Un cas tout sauf unique, comme en témoigne la consultation de la presse quotidienne régionale, laquelle relaie régulièrement ce type de faits. Quelques jours avant l’agression de Saint-Magne-de-Castillon, le syndicat Semoctom avait ainsi lui aussi lancé un "appel à l’aide" après qu’un de ses agents de la déchèterie de Béguey (Gironde) a été poursuivi "par deux fourgons et huit personnes avec des barres de fer" ! "Incivilités, insultes, agressions : le ras-le-bol et la colère du personnel des déchèteries de Seine-et-Marne", pouvait-t-on encore lire dans Le Parisien pas plus tard que le 18 juin dernier. L’article évoque le préavis de grève illimitée déposé par l’Union fédérale des travailleurs du déchet (Uftad) pour les quatre déchèteries de Saint-Pierre-lès-Nemours, Château-Landon, La Chapelle-la-Reine et Chaintreaux. En cause, "le comportement de certains usagers, qui ne doutent de rien, insultent, voire agressent les gardiens des sites". "Les préjudices sont nombreux", souligne l’Ustom, égrenant les préjudices environnemental, économique (coût des réparations, auquel il faut ajouter le manque à gagner), moral (des agents) ou encore la dégradation du service public (fermetures temporaires). Les agents peuvent être notamment conduits à faire valoir leur droit de retrait. Voire à mettre en cause la responsabilité de leur employeur.

… en recrudescence ?

"Le phénomène n’est malheureusement pas nouveau", souligne-t-on à l’Association des maires de France. Et de préciser : "Ce sont surtout les pillages qui sont en hausse, lesquels, fort heureusement, n’impliquent pas une agression. Beaucoup se déroulent la nuit. Ils ne sont toutefois pas sans conséquence pour les agents, car les pilleurs ne prennent évidemment pas la peine de tout remettre en ordre avant leur départ ! À l’inverse, le tri leur facilite le travail".

La hausse du cours des métaux, le renforcement des consignes de tri (qui va de pair avec une augmentation des redevances) ou encore une certaine banalisation de la violence constatée depuis le covid sont autant d’éléments qui rendraient néanmoins le phénomène plus aigu. Il n’est pas toujours aisé de faire comprendre que ces déchets – la poubelle – ont une valeur pour la collectivité. Y compris à des personnes qui ont bien perçu l’intérêt que ces éléments pouvaient présenter pour elles-mêmes… "Ca reflète finalement ce qui se passe dans la société. La moindre remarque et ça peut finir en bagarre", expliquait l’an dernier à France Bleu Orléans Thierry Cousin, vice-président de la métropole d’Orléans, chargé de la gestion des déchets. Une situation qui a conduit ladite métropole à réagir : "Chaque comportement inapproprié, menace, atteinte physique ou verbale fait systématiquement l’objet d’un dépôt de plainte", prévenait le 7 juillet 2023 son président, Serge Grouard. Une métropole qui, en outre, a depuis mis en place un nouveau système d’accès à ses déchèteries avec reconnaissance des plaques d’immatriculation, "afin de mieux accueillir les usagers". 

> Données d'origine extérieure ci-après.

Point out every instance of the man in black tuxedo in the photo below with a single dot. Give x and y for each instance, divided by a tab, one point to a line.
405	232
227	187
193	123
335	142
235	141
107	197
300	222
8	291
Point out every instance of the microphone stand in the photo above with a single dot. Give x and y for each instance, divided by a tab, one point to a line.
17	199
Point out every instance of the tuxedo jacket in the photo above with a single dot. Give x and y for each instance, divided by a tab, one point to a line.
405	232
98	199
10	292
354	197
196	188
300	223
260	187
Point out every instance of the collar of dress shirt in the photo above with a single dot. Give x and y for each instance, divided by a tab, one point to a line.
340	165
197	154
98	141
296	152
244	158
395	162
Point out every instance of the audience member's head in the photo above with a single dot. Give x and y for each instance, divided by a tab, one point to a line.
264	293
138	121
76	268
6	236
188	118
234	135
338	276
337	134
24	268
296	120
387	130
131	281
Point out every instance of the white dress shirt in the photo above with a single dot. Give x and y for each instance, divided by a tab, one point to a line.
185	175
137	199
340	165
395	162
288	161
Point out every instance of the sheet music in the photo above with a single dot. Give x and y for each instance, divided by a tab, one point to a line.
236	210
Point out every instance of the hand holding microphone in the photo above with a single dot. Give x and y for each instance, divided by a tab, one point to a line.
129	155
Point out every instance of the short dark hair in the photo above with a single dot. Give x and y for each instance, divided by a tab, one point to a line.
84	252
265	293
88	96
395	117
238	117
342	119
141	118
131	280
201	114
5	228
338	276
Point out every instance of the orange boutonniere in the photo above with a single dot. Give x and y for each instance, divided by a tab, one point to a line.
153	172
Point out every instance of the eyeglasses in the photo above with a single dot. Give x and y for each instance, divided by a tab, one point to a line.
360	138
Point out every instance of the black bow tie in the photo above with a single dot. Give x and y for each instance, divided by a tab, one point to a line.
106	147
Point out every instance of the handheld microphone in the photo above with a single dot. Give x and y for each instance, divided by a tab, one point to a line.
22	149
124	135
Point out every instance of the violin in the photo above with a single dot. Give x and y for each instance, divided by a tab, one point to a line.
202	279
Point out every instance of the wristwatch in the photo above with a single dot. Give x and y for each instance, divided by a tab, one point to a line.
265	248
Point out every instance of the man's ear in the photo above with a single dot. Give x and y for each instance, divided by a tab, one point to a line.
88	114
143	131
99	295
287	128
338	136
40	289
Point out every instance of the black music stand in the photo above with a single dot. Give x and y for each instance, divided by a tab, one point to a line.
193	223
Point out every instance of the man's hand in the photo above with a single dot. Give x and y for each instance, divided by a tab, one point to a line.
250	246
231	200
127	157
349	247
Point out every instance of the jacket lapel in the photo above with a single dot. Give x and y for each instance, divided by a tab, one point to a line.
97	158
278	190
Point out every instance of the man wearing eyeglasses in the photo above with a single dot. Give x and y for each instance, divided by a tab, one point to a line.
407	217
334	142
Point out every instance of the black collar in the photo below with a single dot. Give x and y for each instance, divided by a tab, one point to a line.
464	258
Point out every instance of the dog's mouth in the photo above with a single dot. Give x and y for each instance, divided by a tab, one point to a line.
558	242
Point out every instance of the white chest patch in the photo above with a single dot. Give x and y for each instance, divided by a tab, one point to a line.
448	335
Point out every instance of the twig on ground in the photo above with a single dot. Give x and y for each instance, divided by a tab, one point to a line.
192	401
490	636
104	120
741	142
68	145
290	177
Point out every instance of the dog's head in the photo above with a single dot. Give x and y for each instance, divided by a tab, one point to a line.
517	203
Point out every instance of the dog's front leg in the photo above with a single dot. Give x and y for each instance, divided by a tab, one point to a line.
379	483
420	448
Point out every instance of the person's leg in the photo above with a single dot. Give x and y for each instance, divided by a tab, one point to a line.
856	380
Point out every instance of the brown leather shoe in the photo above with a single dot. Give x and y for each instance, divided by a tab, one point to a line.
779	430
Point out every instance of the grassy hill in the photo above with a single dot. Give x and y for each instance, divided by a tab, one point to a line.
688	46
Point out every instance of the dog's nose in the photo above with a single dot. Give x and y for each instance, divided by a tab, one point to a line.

Pas (encore) de suivi particulier

Pour l’heure, le phénomène n’est pas encore particulièrement suivi. Il n’est donc pas possible de l’objectiver. Contactée par Localtis, Intercommunalités de France avoue "n’avoir pas grand-chose à ce sujet". Également interrogée par Localtis, l’association Amorce indique de même "ne pas disposer de données chiffrées en la matière". Tout en précisant que "c’est un phénomène que nous n’ignorons pas et que nos adhérents nous remontent parfois". À ce rythme, il y a fort à parier que l’on verra prochainement poindre la demande d’un observatoire, à l’image de celui que l’Association des maires de France a mis en place pour les agressions visant les élus (voir notre article du 6 octobre 2020) ou de l’Observatoire national des violences envers les sapeurs-pompiers mis en œuvre par la Direction générale de la sécurité civile et de la gestion des crises. Même si, malheureusement, les agents des déchèteries ne sont pas les seuls agents touchés par cette "montée des incivilités". Pour preuve, le ministre de la Transformation et de la Fonction publiques, Stanislas Guerini, a annoncé l’an passé la création d’un "baromètre des incivilités commun à l’ensemble des administrations de guichet" (voir notre article du 20 juillet 2023), lequel devait être publié "dès le premier semestre 2024". Plus récemment, le ministre a aussi lancé une formation pour protéger les agents publics face aux violences.